Basically the sod and dirt is lifted out, old branches are dropped in (which create spaces for air and water and release nutrients slowly over time), the sod is reversed and replaced and then the whole thing is topped with soil and compost. True hugel kultur beds are large mounds but apparently every small beds will work. Above you can see the sod stripped out and the wood dropped in place. Below, a very exhausted looking Jessica has helped me replace the sod and swept up.
That took most of Saturday. This morning I put some manure and dirt in top, dug the rest of the bed and we're good to plant in a week to two. Relatively new wood apparently grabs a lot of the nitrogen from the soil as it starts to rot so we're going to plant bush beans (yellow, green and purple) to fix some back in. Along the brick walk we'll do some tomatoes (plum on stakes and cherry in cages). When the trees comes out in the autumn (and assuming my body recovers from this weekend's work...), we'll look at putting in three fruit trees along the hedge line.
We also puttered and cleaned and planted some more onions. The first of the onions we planted in the old garden bed have poked up. In the cold frames, the garlic is up about seven inches (the wood in behind is a 2x6").
I will likely remove the glass on this frame in about a week when temperatures stabilize--the garlic is bumping up against it. The kale has also germinated and will need to be thinned in a week or so. Lovely to see things growing!
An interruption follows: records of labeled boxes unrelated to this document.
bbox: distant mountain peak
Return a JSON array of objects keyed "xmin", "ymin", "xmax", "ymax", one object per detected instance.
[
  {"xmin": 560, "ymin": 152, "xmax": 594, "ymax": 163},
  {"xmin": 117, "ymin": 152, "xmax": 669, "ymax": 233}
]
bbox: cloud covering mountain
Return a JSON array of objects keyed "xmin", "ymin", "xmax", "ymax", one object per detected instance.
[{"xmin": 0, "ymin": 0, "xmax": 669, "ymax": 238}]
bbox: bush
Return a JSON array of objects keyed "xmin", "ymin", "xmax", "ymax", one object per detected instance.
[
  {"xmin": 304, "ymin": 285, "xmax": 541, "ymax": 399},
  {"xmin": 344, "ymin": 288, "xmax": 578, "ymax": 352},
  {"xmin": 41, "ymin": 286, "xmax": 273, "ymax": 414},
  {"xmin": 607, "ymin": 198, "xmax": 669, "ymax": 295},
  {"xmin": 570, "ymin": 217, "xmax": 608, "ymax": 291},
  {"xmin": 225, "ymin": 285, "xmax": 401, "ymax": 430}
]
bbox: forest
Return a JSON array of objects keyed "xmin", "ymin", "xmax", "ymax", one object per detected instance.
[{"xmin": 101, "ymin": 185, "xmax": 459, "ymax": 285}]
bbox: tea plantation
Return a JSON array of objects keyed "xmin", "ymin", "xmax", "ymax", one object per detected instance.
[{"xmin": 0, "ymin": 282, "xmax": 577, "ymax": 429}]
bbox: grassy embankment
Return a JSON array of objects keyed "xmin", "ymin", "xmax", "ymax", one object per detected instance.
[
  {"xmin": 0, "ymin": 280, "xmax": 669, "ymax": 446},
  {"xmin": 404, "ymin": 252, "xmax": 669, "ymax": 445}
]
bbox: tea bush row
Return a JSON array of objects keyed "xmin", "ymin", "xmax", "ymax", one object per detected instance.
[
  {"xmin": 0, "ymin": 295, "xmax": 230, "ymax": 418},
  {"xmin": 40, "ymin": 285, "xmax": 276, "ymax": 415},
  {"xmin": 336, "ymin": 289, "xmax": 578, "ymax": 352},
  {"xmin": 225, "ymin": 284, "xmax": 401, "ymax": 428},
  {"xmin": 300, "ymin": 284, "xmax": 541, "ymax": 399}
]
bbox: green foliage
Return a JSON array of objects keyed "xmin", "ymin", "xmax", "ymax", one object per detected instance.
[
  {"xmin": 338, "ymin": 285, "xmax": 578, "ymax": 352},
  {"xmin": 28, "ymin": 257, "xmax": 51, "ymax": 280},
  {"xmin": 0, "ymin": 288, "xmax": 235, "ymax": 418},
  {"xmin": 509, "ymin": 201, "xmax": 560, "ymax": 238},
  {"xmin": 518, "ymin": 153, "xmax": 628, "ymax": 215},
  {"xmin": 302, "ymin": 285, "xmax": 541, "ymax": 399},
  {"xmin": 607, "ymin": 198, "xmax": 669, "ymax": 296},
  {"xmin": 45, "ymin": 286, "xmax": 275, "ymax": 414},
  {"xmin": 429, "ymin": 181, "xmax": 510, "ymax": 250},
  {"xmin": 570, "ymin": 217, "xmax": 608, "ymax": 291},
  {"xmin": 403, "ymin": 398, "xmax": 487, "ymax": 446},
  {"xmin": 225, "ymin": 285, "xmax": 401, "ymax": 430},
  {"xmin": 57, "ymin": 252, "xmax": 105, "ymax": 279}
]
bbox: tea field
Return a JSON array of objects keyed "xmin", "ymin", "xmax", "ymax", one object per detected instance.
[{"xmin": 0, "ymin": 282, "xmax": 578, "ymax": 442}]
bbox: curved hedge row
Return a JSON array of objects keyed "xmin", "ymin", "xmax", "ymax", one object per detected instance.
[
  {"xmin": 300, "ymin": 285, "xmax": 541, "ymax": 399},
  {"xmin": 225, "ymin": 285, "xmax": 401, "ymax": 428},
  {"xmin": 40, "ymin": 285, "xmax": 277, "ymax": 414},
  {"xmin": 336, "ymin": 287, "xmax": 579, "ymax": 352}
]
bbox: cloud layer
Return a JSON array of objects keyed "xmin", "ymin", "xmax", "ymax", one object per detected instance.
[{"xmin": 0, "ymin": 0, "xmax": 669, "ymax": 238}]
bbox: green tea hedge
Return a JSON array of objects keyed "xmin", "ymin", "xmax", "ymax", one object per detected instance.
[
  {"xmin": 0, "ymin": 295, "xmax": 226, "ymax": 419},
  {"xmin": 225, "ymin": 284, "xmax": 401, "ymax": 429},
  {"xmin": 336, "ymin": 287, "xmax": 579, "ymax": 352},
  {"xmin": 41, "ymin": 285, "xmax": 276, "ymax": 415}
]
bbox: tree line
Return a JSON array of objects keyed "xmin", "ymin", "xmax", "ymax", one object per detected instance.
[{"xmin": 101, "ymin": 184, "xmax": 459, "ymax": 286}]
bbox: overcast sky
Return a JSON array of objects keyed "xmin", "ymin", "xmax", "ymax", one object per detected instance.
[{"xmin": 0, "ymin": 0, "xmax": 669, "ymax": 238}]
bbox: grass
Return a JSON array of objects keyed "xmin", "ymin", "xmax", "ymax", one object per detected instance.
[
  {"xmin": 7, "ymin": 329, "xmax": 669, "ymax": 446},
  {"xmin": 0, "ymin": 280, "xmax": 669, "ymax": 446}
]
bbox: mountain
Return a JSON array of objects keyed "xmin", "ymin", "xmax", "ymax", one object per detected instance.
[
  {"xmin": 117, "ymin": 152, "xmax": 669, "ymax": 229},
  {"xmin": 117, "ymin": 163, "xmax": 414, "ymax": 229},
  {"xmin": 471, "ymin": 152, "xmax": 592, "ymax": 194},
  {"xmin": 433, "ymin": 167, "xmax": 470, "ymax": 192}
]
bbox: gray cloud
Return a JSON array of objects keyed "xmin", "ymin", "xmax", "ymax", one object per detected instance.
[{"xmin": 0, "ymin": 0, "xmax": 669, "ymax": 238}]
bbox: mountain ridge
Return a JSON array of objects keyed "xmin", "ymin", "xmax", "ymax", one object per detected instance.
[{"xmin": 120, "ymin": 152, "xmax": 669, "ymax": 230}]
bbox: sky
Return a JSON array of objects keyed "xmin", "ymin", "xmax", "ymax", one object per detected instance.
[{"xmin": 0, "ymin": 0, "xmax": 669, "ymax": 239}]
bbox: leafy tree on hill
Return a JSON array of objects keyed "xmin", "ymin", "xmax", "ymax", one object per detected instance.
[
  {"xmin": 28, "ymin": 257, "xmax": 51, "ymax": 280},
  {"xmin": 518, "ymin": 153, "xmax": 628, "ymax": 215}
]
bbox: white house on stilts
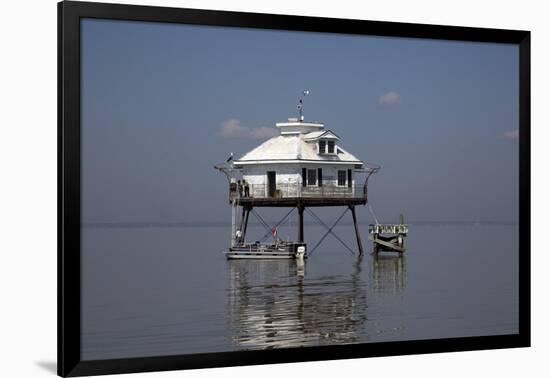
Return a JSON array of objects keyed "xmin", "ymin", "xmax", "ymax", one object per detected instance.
[{"xmin": 216, "ymin": 91, "xmax": 379, "ymax": 258}]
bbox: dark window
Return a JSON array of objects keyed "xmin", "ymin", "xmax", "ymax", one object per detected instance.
[
  {"xmin": 319, "ymin": 140, "xmax": 327, "ymax": 154},
  {"xmin": 328, "ymin": 140, "xmax": 334, "ymax": 154},
  {"xmin": 338, "ymin": 171, "xmax": 346, "ymax": 186},
  {"xmin": 307, "ymin": 169, "xmax": 317, "ymax": 185}
]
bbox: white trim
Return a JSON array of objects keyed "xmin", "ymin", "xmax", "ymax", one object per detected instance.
[{"xmin": 234, "ymin": 159, "xmax": 363, "ymax": 166}]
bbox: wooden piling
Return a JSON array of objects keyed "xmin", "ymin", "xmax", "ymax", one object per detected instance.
[
  {"xmin": 349, "ymin": 206, "xmax": 363, "ymax": 255},
  {"xmin": 242, "ymin": 207, "xmax": 252, "ymax": 241},
  {"xmin": 298, "ymin": 205, "xmax": 304, "ymax": 243}
]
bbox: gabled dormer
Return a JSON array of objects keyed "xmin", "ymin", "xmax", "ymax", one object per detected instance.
[{"xmin": 304, "ymin": 130, "xmax": 340, "ymax": 155}]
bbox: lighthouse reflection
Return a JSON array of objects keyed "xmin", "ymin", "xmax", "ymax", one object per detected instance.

The chives in the new garden bed are up and a bunch of them went into the potatoes we're roasting tonight. If you look closely, you can also see a tiny spider on the tallest chive on the right--he has spun a web between the two tallest chives. I also some bees of some kind buzzing about today.
We managed to get some lettuce and chard seeded into the left-most new cold frame (below). Not sure what will go in the frame to the right. I wonder about seeding in some rutabagas?
Hopefully we will see some bulbs flower out this week--lots are up and the daffodils have buds. Now I'm off to have a nap.